Redirected from Bose-Einstein's condensation
The effect can be understood in broad outline by considering the Heisenberg Uncertainty Principle which states, roughly, that it is impossible to know both a particle's velocity and a particle's position simultaneously with certainty. When a group of atoms is cooled to a low enough temperature, however, their velocities become very certain; they must be moving very slowly, or stated more technically they must have low quantum energy levels. This causes their positions to "smear out," effectively causing the individual atoms to overlap each other. In a Bose-Einstein condensate, the many overlapping atoms can be considered to be a single super-atom, with all of its constituent atoms sharing a single quantum state.

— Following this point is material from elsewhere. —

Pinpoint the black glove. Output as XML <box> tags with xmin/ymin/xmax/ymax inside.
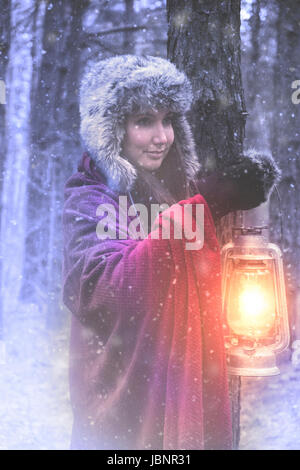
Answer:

A Bose-Einstein condensate was not actually created in a lab until June 5, 1995, when Eric Cornell[?] and Carl Wieman used a combination of laser cooling (a technique the invention of which won Steven Chu[?], Claude Cohen-Tannoudji[?], and William D. Phillips[?] the 1997 Nobel Prize for Physics) and magnetic evaporative cooling[?] to cool a cloud of approximately 2000 rubidium atoms to 20 billionths of a degree above absolute zero, the lowest temperature ever achieved at that time. This was cold enough to form a Bose-Einstein condensate. (Cornell, Wieman and Wolfgang Ketterle[?] won the 2001 Nobel Prize in Physics for this achievement.)

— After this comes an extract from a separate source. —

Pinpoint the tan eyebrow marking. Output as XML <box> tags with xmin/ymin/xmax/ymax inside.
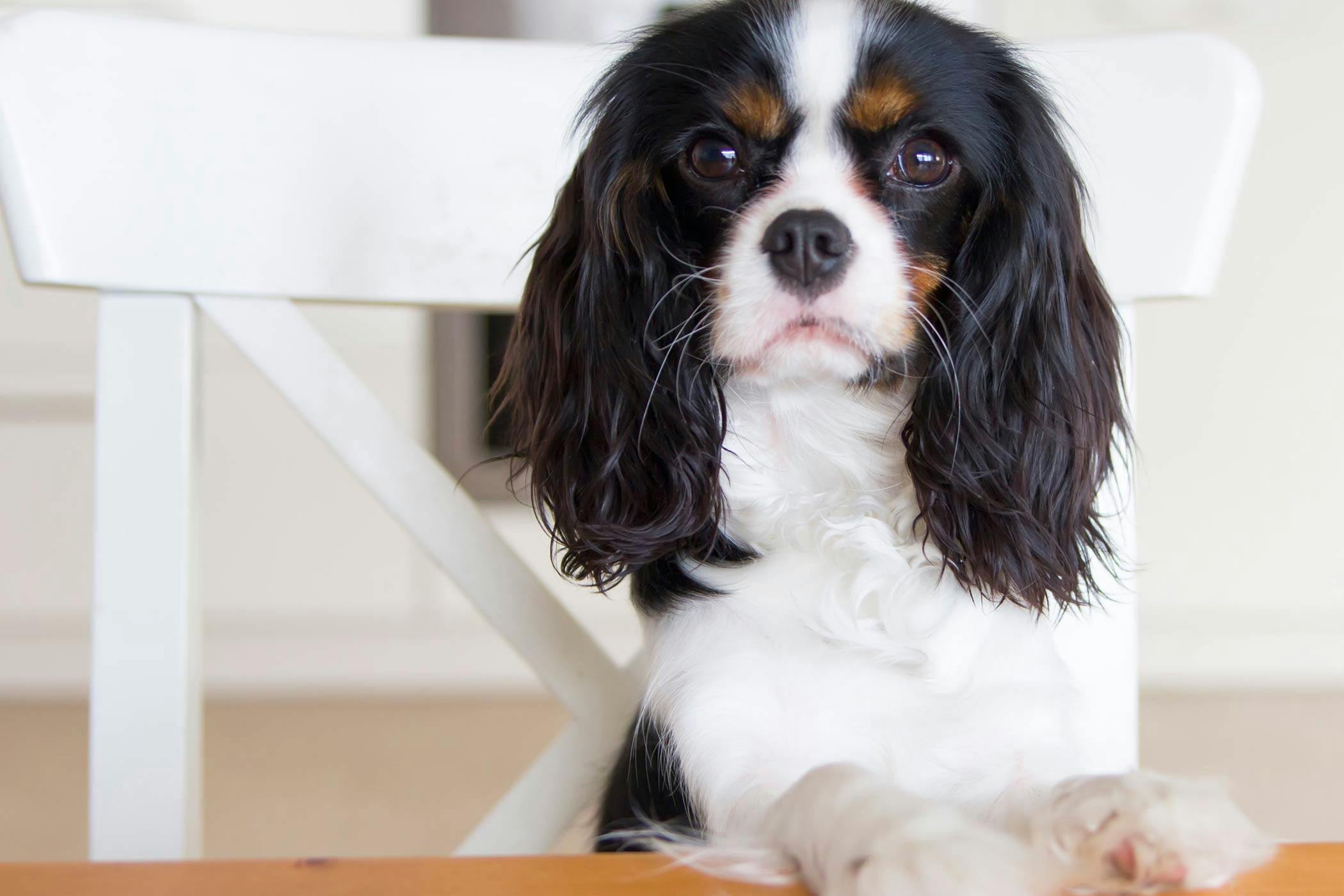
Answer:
<box><xmin>845</xmin><ymin>76</ymin><xmax>918</xmax><ymax>133</ymax></box>
<box><xmin>723</xmin><ymin>81</ymin><xmax>789</xmax><ymax>140</ymax></box>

Bose-Einstein condensates are extremely fragile. The slightest interaction with the outside world can be enough to warm them past the condensation threshold, causing them to break back down into individual atoms again; it will likely be some time before any practical applications are developed for them. However, several interesting properties have already been observed in experiments. Bose-Einstein condensates have extremely high optical densities, resulting in extremely low measured speed of light with in them; some condensates have slowed beams of light down to mere meters per second, slower than a human can move on a bicycle. A rotating Bose-Einstein condensate could be used as a model black hole, allowing light to enter but not to escape. Condensates could also be used to "freeze" pulses of light, to be released again when the condensate breaks down. Research in this field is still young and ongoing.